The country was wonderfully beautiful with the white not yet shaken from the trees and rock ledges. Also it was wonderfully slippery. The snow was soft enough to ball under the horses' hoofs, so that most of the time the poor animals skated and stumbled along on stilts. Thus we made our way back over ground which, naked of these difficulties, we had considered bad enough.
Imagine riding along a slant of rock shelving off to a bad tumble, so steep that your pony has to do more or less expert ankle work to keep from slipping off sideways. During the passage of that rock you are apt to sit very light. Now cover it with several inches of snow, stick a snowball on each hoof of your mount, and try again. When you have ridden it—or its duplicate—a few score of times, select a steep mountain side, cover it with round rocks the size of your head, and over that spread a concealing blanket of the same sticky snow. You are privileged to vary these to the limits of your imagination.
Once across the divide, we ran into a new sort of trouble. You may remember that on our journey over we had been forced to travel for some distance in a narrow stream-bed. During our passage we had scrambled up some rather steep and rough slopes, and hopped up some fairly high ledges. Now we found the heretofore dry bed flowing a good eight inches deep. The steep slopes had become cascades; the ledges, waterfalls. When we came to them, we had to "shoot the rapids" as best we could, only to land with a PLUNK in an indeterminately deep pool at the bottom. Some of the pack horses went down, sousing again our unfortunate bedding, but by the grace of fortune not a saddle pony lost his feet.
After a time the gorge widened. We came out into the box canon with its trees. Here the water spread and shoaled to a depth of only two or three inches. We splashed along gaily enough, for, with the exception of an occasional quicksand or boggy spot, our troubles were over.

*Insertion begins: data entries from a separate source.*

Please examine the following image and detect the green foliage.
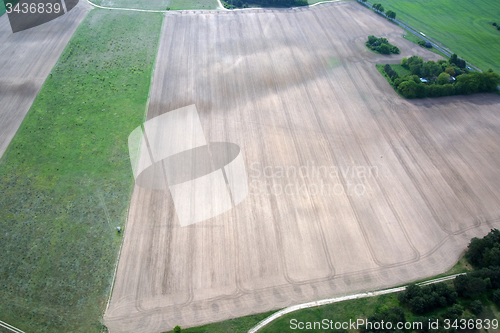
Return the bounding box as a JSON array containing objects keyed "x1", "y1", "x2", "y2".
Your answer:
[
  {"x1": 359, "y1": 306, "x2": 406, "y2": 333},
  {"x1": 468, "y1": 299, "x2": 483, "y2": 316},
  {"x1": 453, "y1": 274, "x2": 487, "y2": 298},
  {"x1": 444, "y1": 67, "x2": 455, "y2": 76},
  {"x1": 380, "y1": 54, "x2": 500, "y2": 97},
  {"x1": 366, "y1": 0, "x2": 500, "y2": 73},
  {"x1": 385, "y1": 10, "x2": 396, "y2": 19},
  {"x1": 365, "y1": 35, "x2": 399, "y2": 54},
  {"x1": 379, "y1": 43, "x2": 391, "y2": 54},
  {"x1": 449, "y1": 53, "x2": 466, "y2": 68},
  {"x1": 294, "y1": 0, "x2": 309, "y2": 6},
  {"x1": 401, "y1": 57, "x2": 410, "y2": 68},
  {"x1": 418, "y1": 39, "x2": 432, "y2": 49},
  {"x1": 0, "y1": 9, "x2": 162, "y2": 333},
  {"x1": 398, "y1": 283, "x2": 458, "y2": 314},
  {"x1": 373, "y1": 3, "x2": 384, "y2": 13},
  {"x1": 491, "y1": 289, "x2": 500, "y2": 307},
  {"x1": 438, "y1": 72, "x2": 450, "y2": 85}
]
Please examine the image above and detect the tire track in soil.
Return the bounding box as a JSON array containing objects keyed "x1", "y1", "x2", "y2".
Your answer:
[
  {"x1": 302, "y1": 8, "x2": 420, "y2": 267},
  {"x1": 258, "y1": 9, "x2": 335, "y2": 284}
]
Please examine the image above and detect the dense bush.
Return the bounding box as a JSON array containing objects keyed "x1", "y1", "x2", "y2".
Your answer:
[
  {"x1": 360, "y1": 306, "x2": 406, "y2": 333},
  {"x1": 398, "y1": 283, "x2": 458, "y2": 314},
  {"x1": 385, "y1": 10, "x2": 396, "y2": 19},
  {"x1": 392, "y1": 55, "x2": 500, "y2": 98},
  {"x1": 373, "y1": 3, "x2": 384, "y2": 13},
  {"x1": 465, "y1": 229, "x2": 500, "y2": 268},
  {"x1": 384, "y1": 64, "x2": 399, "y2": 81},
  {"x1": 365, "y1": 35, "x2": 400, "y2": 54},
  {"x1": 417, "y1": 39, "x2": 432, "y2": 49},
  {"x1": 491, "y1": 289, "x2": 500, "y2": 307},
  {"x1": 226, "y1": 0, "x2": 309, "y2": 9},
  {"x1": 449, "y1": 53, "x2": 466, "y2": 68}
]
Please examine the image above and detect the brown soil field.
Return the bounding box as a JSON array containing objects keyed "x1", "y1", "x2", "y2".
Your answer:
[
  {"x1": 0, "y1": 1, "x2": 92, "y2": 157},
  {"x1": 104, "y1": 2, "x2": 500, "y2": 332}
]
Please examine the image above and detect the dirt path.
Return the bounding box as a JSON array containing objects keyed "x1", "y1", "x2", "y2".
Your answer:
[
  {"x1": 0, "y1": 1, "x2": 92, "y2": 157},
  {"x1": 248, "y1": 273, "x2": 465, "y2": 333},
  {"x1": 105, "y1": 2, "x2": 500, "y2": 332}
]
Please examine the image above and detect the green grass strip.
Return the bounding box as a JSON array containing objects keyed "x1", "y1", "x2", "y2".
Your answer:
[{"x1": 0, "y1": 9, "x2": 162, "y2": 333}]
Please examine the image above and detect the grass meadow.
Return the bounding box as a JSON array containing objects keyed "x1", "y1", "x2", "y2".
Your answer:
[
  {"x1": 375, "y1": 0, "x2": 500, "y2": 73},
  {"x1": 0, "y1": 9, "x2": 163, "y2": 333}
]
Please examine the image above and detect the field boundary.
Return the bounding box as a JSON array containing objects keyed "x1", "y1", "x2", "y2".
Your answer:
[
  {"x1": 85, "y1": 0, "x2": 345, "y2": 13},
  {"x1": 356, "y1": 0, "x2": 482, "y2": 72},
  {"x1": 0, "y1": 320, "x2": 25, "y2": 333},
  {"x1": 248, "y1": 273, "x2": 467, "y2": 333}
]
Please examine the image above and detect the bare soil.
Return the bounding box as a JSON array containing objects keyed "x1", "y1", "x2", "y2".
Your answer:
[
  {"x1": 104, "y1": 2, "x2": 500, "y2": 332},
  {"x1": 0, "y1": 1, "x2": 91, "y2": 157}
]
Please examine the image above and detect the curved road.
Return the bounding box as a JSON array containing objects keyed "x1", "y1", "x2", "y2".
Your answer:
[{"x1": 248, "y1": 273, "x2": 466, "y2": 333}]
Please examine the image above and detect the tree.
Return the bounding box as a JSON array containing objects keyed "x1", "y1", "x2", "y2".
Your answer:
[
  {"x1": 469, "y1": 300, "x2": 483, "y2": 316},
  {"x1": 444, "y1": 67, "x2": 455, "y2": 76},
  {"x1": 438, "y1": 72, "x2": 450, "y2": 85},
  {"x1": 368, "y1": 35, "x2": 378, "y2": 45},
  {"x1": 401, "y1": 57, "x2": 408, "y2": 68},
  {"x1": 453, "y1": 274, "x2": 486, "y2": 298},
  {"x1": 491, "y1": 289, "x2": 500, "y2": 307},
  {"x1": 373, "y1": 3, "x2": 384, "y2": 13},
  {"x1": 385, "y1": 10, "x2": 396, "y2": 19},
  {"x1": 379, "y1": 43, "x2": 391, "y2": 54}
]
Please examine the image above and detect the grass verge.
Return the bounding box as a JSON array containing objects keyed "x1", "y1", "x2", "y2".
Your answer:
[
  {"x1": 0, "y1": 9, "x2": 162, "y2": 333},
  {"x1": 162, "y1": 311, "x2": 276, "y2": 333},
  {"x1": 366, "y1": 0, "x2": 500, "y2": 73}
]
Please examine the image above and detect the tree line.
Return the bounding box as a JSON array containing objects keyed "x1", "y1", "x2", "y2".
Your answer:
[
  {"x1": 221, "y1": 0, "x2": 309, "y2": 9},
  {"x1": 365, "y1": 35, "x2": 400, "y2": 54},
  {"x1": 384, "y1": 54, "x2": 500, "y2": 98},
  {"x1": 361, "y1": 229, "x2": 500, "y2": 333}
]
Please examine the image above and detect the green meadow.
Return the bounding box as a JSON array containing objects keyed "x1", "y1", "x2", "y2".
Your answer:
[
  {"x1": 0, "y1": 9, "x2": 163, "y2": 333},
  {"x1": 370, "y1": 0, "x2": 500, "y2": 73}
]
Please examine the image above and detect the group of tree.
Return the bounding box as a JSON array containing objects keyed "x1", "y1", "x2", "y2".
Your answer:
[
  {"x1": 384, "y1": 56, "x2": 500, "y2": 98},
  {"x1": 222, "y1": 0, "x2": 309, "y2": 9},
  {"x1": 384, "y1": 64, "x2": 399, "y2": 81},
  {"x1": 417, "y1": 39, "x2": 432, "y2": 49},
  {"x1": 398, "y1": 282, "x2": 458, "y2": 315},
  {"x1": 372, "y1": 3, "x2": 384, "y2": 13},
  {"x1": 449, "y1": 53, "x2": 467, "y2": 68},
  {"x1": 385, "y1": 10, "x2": 396, "y2": 20},
  {"x1": 365, "y1": 35, "x2": 399, "y2": 54},
  {"x1": 361, "y1": 0, "x2": 396, "y2": 19},
  {"x1": 332, "y1": 230, "x2": 500, "y2": 333},
  {"x1": 359, "y1": 306, "x2": 406, "y2": 333}
]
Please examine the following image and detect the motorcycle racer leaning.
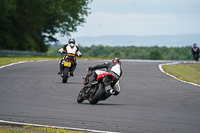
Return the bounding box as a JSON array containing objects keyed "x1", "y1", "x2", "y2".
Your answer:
[
  {"x1": 191, "y1": 43, "x2": 199, "y2": 58},
  {"x1": 58, "y1": 38, "x2": 82, "y2": 76},
  {"x1": 84, "y1": 58, "x2": 122, "y2": 96}
]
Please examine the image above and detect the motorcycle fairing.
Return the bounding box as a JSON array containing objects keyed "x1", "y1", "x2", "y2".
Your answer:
[{"x1": 95, "y1": 70, "x2": 114, "y2": 81}]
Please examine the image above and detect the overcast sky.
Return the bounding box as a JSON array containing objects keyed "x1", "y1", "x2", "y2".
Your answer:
[{"x1": 66, "y1": 0, "x2": 200, "y2": 38}]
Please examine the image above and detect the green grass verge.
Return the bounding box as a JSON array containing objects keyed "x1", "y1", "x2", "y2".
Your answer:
[{"x1": 162, "y1": 65, "x2": 200, "y2": 85}]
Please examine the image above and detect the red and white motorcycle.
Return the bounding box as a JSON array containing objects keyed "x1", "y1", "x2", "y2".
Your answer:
[{"x1": 77, "y1": 70, "x2": 114, "y2": 104}]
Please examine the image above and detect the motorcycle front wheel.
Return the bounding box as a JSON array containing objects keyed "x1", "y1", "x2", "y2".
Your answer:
[
  {"x1": 62, "y1": 67, "x2": 69, "y2": 83},
  {"x1": 88, "y1": 83, "x2": 105, "y2": 104}
]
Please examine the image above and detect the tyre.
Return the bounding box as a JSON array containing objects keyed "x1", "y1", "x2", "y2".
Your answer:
[
  {"x1": 77, "y1": 91, "x2": 84, "y2": 103},
  {"x1": 89, "y1": 83, "x2": 105, "y2": 104},
  {"x1": 62, "y1": 67, "x2": 69, "y2": 83}
]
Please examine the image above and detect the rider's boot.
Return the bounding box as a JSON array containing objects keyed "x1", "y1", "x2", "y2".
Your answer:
[
  {"x1": 58, "y1": 60, "x2": 62, "y2": 74},
  {"x1": 70, "y1": 63, "x2": 77, "y2": 77},
  {"x1": 85, "y1": 73, "x2": 97, "y2": 88}
]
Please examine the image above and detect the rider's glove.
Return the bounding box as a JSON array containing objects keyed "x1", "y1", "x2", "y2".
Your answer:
[
  {"x1": 58, "y1": 48, "x2": 64, "y2": 53},
  {"x1": 110, "y1": 89, "x2": 115, "y2": 95},
  {"x1": 88, "y1": 66, "x2": 93, "y2": 70}
]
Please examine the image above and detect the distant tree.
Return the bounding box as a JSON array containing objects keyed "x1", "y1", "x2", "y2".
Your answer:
[
  {"x1": 0, "y1": 0, "x2": 91, "y2": 52},
  {"x1": 150, "y1": 49, "x2": 162, "y2": 60},
  {"x1": 114, "y1": 51, "x2": 121, "y2": 58}
]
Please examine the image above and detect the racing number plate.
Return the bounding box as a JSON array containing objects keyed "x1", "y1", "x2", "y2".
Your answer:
[{"x1": 64, "y1": 62, "x2": 72, "y2": 67}]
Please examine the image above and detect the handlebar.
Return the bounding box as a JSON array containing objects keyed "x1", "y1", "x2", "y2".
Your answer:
[{"x1": 58, "y1": 52, "x2": 81, "y2": 57}]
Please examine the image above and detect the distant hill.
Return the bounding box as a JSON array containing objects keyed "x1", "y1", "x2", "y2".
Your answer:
[{"x1": 58, "y1": 34, "x2": 200, "y2": 47}]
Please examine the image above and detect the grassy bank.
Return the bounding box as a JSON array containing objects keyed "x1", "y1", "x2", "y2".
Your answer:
[
  {"x1": 0, "y1": 57, "x2": 61, "y2": 66},
  {"x1": 162, "y1": 65, "x2": 200, "y2": 85},
  {"x1": 0, "y1": 55, "x2": 109, "y2": 66}
]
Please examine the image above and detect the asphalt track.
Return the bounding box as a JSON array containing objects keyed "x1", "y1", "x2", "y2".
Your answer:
[{"x1": 0, "y1": 61, "x2": 200, "y2": 133}]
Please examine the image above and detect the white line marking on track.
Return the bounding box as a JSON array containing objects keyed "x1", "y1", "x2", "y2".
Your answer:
[
  {"x1": 0, "y1": 120, "x2": 120, "y2": 133},
  {"x1": 158, "y1": 62, "x2": 200, "y2": 87}
]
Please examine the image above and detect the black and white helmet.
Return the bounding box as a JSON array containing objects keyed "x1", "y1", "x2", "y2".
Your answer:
[
  {"x1": 111, "y1": 57, "x2": 121, "y2": 64},
  {"x1": 68, "y1": 38, "x2": 75, "y2": 44}
]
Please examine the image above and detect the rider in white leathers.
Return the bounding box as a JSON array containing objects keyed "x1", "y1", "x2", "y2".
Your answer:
[{"x1": 58, "y1": 38, "x2": 82, "y2": 76}]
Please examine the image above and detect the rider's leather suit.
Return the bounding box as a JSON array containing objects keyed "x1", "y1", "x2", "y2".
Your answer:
[{"x1": 88, "y1": 62, "x2": 122, "y2": 95}]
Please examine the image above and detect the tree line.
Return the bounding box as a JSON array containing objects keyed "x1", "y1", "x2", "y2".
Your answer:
[
  {"x1": 0, "y1": 0, "x2": 91, "y2": 52},
  {"x1": 47, "y1": 45, "x2": 193, "y2": 60}
]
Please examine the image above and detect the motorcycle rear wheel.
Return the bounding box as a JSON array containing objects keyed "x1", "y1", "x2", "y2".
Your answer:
[
  {"x1": 77, "y1": 91, "x2": 84, "y2": 103},
  {"x1": 62, "y1": 67, "x2": 69, "y2": 83},
  {"x1": 88, "y1": 83, "x2": 105, "y2": 104}
]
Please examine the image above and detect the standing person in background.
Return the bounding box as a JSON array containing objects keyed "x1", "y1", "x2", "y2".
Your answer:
[{"x1": 192, "y1": 43, "x2": 199, "y2": 61}]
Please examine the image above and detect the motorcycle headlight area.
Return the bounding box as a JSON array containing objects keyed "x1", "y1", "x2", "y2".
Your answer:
[{"x1": 102, "y1": 75, "x2": 112, "y2": 86}]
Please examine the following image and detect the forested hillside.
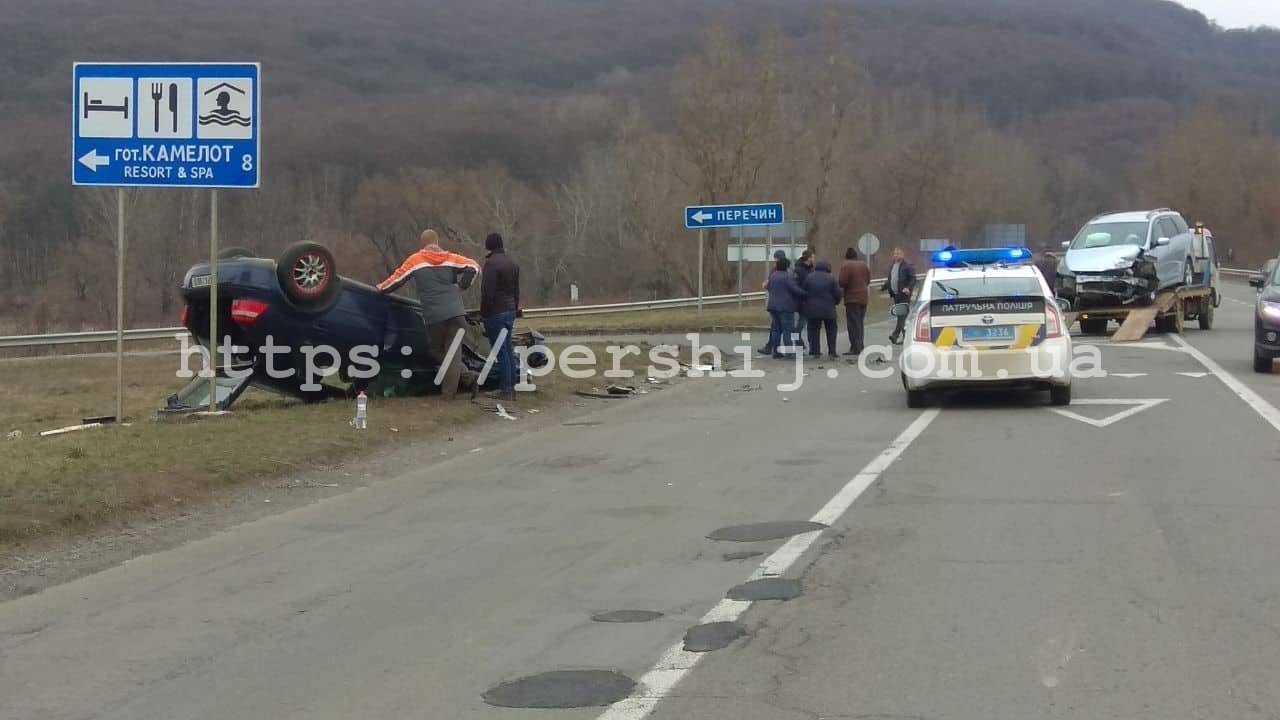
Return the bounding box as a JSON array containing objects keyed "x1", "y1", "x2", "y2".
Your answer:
[{"x1": 0, "y1": 0, "x2": 1280, "y2": 332}]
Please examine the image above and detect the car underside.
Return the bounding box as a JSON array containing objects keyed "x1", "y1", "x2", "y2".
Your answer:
[{"x1": 165, "y1": 242, "x2": 547, "y2": 413}]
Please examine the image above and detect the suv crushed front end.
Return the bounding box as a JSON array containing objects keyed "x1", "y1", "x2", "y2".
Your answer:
[{"x1": 1057, "y1": 249, "x2": 1158, "y2": 309}]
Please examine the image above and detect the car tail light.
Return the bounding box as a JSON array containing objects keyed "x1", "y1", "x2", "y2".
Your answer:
[
  {"x1": 915, "y1": 307, "x2": 933, "y2": 342},
  {"x1": 1044, "y1": 302, "x2": 1062, "y2": 338},
  {"x1": 232, "y1": 299, "x2": 271, "y2": 325}
]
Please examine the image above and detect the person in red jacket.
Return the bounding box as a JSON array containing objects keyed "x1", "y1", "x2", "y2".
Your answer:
[{"x1": 378, "y1": 229, "x2": 480, "y2": 400}]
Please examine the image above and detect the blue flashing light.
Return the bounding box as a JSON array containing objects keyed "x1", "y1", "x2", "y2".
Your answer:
[{"x1": 933, "y1": 247, "x2": 1032, "y2": 268}]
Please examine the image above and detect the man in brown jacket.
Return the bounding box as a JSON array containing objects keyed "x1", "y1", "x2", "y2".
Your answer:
[{"x1": 838, "y1": 247, "x2": 872, "y2": 355}]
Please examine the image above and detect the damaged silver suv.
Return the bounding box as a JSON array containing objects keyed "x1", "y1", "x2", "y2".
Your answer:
[{"x1": 1057, "y1": 208, "x2": 1196, "y2": 310}]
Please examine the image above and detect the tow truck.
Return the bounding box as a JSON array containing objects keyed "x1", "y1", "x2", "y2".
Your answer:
[{"x1": 1066, "y1": 223, "x2": 1222, "y2": 342}]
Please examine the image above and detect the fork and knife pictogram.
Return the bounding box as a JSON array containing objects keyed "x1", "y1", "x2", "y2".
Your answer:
[{"x1": 151, "y1": 82, "x2": 178, "y2": 133}]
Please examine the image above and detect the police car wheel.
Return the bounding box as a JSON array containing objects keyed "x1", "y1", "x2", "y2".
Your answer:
[{"x1": 1048, "y1": 386, "x2": 1071, "y2": 405}]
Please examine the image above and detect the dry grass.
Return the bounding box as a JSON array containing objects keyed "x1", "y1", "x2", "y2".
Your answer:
[{"x1": 0, "y1": 346, "x2": 680, "y2": 544}]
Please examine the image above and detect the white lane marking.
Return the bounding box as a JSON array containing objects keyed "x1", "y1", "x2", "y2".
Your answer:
[
  {"x1": 1170, "y1": 336, "x2": 1280, "y2": 430},
  {"x1": 1047, "y1": 397, "x2": 1169, "y2": 428},
  {"x1": 598, "y1": 409, "x2": 941, "y2": 720}
]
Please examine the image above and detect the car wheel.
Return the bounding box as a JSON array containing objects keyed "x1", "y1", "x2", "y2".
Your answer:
[
  {"x1": 275, "y1": 242, "x2": 342, "y2": 313},
  {"x1": 218, "y1": 246, "x2": 259, "y2": 260},
  {"x1": 1197, "y1": 297, "x2": 1213, "y2": 331},
  {"x1": 1080, "y1": 318, "x2": 1107, "y2": 334},
  {"x1": 906, "y1": 389, "x2": 929, "y2": 409},
  {"x1": 1048, "y1": 386, "x2": 1071, "y2": 406}
]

Jed Parker and I happened to ride side by side, bringing up the rear and seeing to it that the pack animals did not stray or linger. As we passed the first of the rustlers' corrals, he called my attention to them.
"Go take a look," said he. "We only got those fellows out of here two years ago."
I rode over. At this point the rim-rock broke to admit the ingress of a ravine into the main canon. Riding a short distance up the ravine, I could see that it ended abruptly in a perpendicular cliff. As the sides also were precipitous, it became necessary only to build a fence across the entrance into the main canon to become possessed of a corral completely closed in. Remembering the absolute invisibility of these sunken canons until the rider is almost directly over them, and also the extreme roughness and remoteness of the district, I could see that the spot was admirably adapted to concealment.
"There's quite a yarn about the gang that held this hole," said Jed Parker to me, when I had ridden back to him "I'll tell you about it sometime."